Q2. Why must orchestrator code be deterministic? Engine replays the orchestrator on restart. Non-deterministic code (DateTime.Now, Random) gives different results on replay → state corruption.
Q3. Saga vs workflow? Saga: state transitions on events. Workflow: programs with branches/loops/timers/human waits. Workflows are richer.
Q4. Why .NET activities can use anything? Activities are recorded — engine remembers their result. Non-deterministic code OK there.
Q5. continue-as-new? Long workflow's history grows. continue-as-new restarts the workflow with fresh history, carrying state.
Q6. Versioning workflows? Patch points (Workflow.Patched); side-by-side versions; continue-as-new at safe boundaries.
Q7. Wait for external event? ctx.WaitForExternalEvent with timeout. Used for human approvals, async signals.
Q8. Durable Functions vs Temporal? DF: managed in Azure; integrated with .NET. Temporal: self-hosted or cloud; cross-language; richer features.

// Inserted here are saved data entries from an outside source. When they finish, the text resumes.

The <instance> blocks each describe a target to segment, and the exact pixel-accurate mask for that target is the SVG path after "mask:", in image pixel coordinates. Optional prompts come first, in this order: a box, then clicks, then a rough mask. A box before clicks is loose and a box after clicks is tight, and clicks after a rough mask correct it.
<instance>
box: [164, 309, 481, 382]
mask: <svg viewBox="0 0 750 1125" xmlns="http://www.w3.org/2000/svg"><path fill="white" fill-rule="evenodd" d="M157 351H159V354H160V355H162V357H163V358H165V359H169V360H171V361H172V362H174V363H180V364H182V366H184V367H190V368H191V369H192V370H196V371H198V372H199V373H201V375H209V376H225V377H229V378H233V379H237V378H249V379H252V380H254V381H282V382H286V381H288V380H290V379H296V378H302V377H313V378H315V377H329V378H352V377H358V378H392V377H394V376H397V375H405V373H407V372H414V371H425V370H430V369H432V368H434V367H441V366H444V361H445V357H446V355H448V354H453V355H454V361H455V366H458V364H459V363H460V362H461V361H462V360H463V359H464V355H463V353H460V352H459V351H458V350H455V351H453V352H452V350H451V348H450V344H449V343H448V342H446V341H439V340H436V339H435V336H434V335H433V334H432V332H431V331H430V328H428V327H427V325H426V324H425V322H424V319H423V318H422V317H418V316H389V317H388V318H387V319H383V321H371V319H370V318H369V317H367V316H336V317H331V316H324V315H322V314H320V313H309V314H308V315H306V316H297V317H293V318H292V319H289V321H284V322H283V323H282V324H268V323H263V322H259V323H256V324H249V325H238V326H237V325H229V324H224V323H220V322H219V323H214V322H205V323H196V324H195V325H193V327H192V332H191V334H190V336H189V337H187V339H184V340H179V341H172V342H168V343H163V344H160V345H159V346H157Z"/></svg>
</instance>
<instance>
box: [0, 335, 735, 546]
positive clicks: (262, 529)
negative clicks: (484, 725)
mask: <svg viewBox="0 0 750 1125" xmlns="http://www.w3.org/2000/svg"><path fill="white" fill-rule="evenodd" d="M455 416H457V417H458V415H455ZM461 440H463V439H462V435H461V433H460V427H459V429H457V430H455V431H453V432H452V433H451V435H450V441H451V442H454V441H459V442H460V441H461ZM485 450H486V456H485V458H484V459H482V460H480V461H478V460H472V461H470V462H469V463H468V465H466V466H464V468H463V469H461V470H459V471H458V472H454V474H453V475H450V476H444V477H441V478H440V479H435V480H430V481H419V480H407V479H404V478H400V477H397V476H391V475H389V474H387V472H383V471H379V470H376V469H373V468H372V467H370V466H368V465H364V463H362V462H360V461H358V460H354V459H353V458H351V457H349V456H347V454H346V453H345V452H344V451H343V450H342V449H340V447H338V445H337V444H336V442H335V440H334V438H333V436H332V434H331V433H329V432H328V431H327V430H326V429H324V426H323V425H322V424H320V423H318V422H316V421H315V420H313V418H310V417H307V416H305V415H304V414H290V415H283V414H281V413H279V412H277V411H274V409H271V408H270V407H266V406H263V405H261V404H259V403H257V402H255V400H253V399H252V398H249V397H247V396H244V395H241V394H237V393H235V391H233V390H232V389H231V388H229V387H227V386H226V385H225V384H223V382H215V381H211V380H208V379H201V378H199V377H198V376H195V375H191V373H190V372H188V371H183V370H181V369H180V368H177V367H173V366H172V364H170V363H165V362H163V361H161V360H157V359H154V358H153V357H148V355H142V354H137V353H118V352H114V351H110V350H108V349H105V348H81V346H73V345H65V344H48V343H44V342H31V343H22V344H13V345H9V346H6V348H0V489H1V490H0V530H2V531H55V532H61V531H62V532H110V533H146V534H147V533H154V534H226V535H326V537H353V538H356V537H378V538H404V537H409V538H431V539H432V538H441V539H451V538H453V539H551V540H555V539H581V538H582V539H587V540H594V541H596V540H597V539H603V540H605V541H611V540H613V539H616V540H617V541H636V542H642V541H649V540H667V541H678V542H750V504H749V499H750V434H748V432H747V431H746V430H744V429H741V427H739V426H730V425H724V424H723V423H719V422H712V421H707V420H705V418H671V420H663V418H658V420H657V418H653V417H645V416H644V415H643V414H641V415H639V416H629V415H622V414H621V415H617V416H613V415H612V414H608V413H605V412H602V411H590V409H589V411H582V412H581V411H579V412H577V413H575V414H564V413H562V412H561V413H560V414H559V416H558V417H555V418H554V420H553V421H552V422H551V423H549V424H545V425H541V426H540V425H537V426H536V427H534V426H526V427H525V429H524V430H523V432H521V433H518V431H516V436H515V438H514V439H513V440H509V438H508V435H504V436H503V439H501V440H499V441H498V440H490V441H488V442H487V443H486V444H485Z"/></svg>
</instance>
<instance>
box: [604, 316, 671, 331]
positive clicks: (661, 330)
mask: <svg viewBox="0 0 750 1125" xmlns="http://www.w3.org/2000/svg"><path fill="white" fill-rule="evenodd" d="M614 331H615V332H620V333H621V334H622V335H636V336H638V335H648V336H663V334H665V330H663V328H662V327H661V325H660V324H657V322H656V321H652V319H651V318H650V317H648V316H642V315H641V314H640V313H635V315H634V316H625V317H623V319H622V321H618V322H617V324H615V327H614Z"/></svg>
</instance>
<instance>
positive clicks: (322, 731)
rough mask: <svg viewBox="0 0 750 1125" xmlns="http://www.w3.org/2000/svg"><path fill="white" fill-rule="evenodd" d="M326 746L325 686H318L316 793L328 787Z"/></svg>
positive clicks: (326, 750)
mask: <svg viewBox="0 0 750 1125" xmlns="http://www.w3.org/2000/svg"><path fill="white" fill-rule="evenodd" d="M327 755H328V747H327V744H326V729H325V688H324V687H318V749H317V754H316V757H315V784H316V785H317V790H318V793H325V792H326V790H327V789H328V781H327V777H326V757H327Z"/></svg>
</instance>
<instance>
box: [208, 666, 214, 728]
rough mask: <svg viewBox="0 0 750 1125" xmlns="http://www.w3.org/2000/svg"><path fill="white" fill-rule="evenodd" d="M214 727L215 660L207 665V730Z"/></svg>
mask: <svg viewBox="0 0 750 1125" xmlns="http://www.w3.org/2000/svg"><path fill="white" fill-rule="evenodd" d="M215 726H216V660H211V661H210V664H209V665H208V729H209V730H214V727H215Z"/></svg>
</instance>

Q9. Activity retry policy? Configured in ActivityOptions — max attempts, backoff. Engine handles automatically.
Q10. Why workflow over saga? Branching, conditional, multi-day, human input. Sagas are more constrained.
Q11. Workflow engine cost? Operational (running engine), per-execution (managed), state storage. Significant.
Q12. Side effect in orchestrator? Don't. Side effects only in activities — recorded for replay.
Gotchas / common mistakes
- ⚠️ Non-deterministic in orchestrator — replay corruption.
- ⚠️ HTTP / DB call in orchestrator — bypass engine.
- ⚠️ No versioning strategy — old workflows break.
- ⚠️ Unbounded history — without continue-as-new, performance degrades.
- ⚠️ Treating engine as message bus — wrong tool.